Ricky rolled his eyes. “Can’t wait! It’s the highlight of my day.”
“Mine, too,” Mildred said as she gestured for Ricky to remove his shirt.
“You want me to lie down?”
“No, you’re good,” Mildred told him as she crouched next to Ricky’s chair. With his chest revealed, Mildred could see the spot where the musket ball had struck him. The skin was unmarked and there was no sign of bruising. Gently, Mildred pressed her fingers against Ricky’s flank. “This hurt?”
“Nah,” Ricky said around a slice of glazed apple.
“How about when you breathe? Or when they got you out of bed?”
“I got myself out of bed,” Ricky told her. “And no, it didn’t hurt. Nothing hurts. Doesn’t even tickle anymore.”
“That’s good,” Mildred said, suddenly thoughtful. “You know, maybe it’s time we got you out of here, walking around.”
“I’d like that,” Ricky agreed, and he offered Mildred the half-empty bowl of apple cuts.
So together Ricky and Mildred left the room and paced up and down the clean corridors of the medical faculty, slow at first but speeding up as Ricky got his sea legs back.
“Anything hurting?” Mildred asked.
“Nada,” Ricky told her. “I feel like new. Or old. Whichever it was I was before that scalie clipped me.”
“Old,” Mildred said. “You want to go home?”
Ricky looked up at Mildred, surprise in his wide eyes. “Home?”
“Well, out of here at any rate,” Mildred said lightly. “I’m sure the Regina could allocate you a place to stay.”
“What’s the Regina?” Ricky asked.
“The baron of this place,” Mildred said.
“And she let you stay and use this doctoring stuff?”
“Gave me a job here,” Mildred told him. “Gave us all a job, as it happens.”
“J.B. isn’t a doctor,” Ricky said, “unless they needed a doctor of blasters.”
“Oh, yeah, he sure could do that,” Mildred agreed, laughing. “But, no, J.B.’s been working with a construction crew. Ryan, too, while Jak’s been helping out on a farm.”
“And Krysty? Doc?”
“They have stuff to do, too,” Mildred confirmed. “It’s all...organized.” It sounded strange to her to say that, as if it had only now struck her how easily they had fitted in. “They’ll find something for you to do, something you’ll enjoy.”
“Then we’re staying here?” Ricky asked. “Long-term?” He was concerned that he would have to give up searching for his sister, kidnapped by pirates from their hometown on Monster Island.
Mildred shrugged. She didn’t know. “Let’s see how we go about getting you discharged, and maybe you can stay with J.B. and me for a whi
le, just so I can keep an eye on you, make sure you heal right.”
“Sounds good to me, Mildred,” Ricky agreed.
Judging by the way he had recovered, Mildred wouldn’t need to keep an eye on Ricky very long.
* * *
WHEN HE WASN’T on shift, J.B. took to walking the limits of the ville. The fields and housing gave way to trees that, in turn, hit the cavernous sides of the mountains to either side the farther he walked.

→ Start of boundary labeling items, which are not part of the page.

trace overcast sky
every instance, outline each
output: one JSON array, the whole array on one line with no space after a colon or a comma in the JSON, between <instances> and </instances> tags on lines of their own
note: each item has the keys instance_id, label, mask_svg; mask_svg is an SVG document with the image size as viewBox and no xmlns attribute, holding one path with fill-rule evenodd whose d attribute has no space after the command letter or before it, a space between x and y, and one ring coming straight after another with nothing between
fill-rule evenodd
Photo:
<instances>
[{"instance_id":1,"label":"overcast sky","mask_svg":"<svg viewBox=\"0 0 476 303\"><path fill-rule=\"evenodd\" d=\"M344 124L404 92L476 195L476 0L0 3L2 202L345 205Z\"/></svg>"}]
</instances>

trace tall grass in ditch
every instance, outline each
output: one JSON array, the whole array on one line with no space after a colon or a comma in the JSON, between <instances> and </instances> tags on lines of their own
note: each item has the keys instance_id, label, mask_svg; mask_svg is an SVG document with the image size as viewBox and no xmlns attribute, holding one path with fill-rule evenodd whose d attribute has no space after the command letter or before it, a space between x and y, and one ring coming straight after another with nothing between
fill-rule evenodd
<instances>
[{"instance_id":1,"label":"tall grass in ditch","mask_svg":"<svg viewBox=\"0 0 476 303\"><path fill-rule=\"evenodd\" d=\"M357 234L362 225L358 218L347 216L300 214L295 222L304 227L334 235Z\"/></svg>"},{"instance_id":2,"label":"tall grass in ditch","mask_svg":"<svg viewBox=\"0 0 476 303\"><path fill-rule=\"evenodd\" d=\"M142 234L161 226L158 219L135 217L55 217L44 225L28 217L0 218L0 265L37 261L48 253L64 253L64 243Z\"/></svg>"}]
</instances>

J.B. had heard about the bear attack from Mildred, though neither he nor Mildred had spoken to Jak about it. Their albino ally had all but disappeared, burying himself in his new life here and spending no time with his old companions. Even Doc had remarked that the lad had stopped returning home at night, and he suspected that Jak had found himself a woman with whom he shared a bed.
J.B. took some time scouring the fields with a set of miniature binoculars given to him by the owner of the Library Lounge, a place in a ville they’d recently visited. He’d got into the habit of carrying his satchel with him, even though it was no longer weighed down with spare ammo and detonators. He found Jak working one of the fields at the very edge of the settlement, where the trees still threatened to encroach. The albino was clearing the wilderness using a great scythe. It was backbreaking work, but necessary if the community of Heaven Falls was expected to expand.
There were two other men working in the field, clearing dead shrubbery and pulling up bindweed and creepers whose roots were buried deep. One of the men had a ponytail of hair and he walked with a limp, as though he was recovering from a fall.
“Hey, Jak,” J.B. called as the albino worked the scythe through a clump of weeds. “How are things?”
Looking up, Jak nodded, his ruby eyes fixed on J.B.’s. “’Kay.”
“Tough work that.” J.B. indicated the scythe. “You must be tired. Why don’t you take a break?”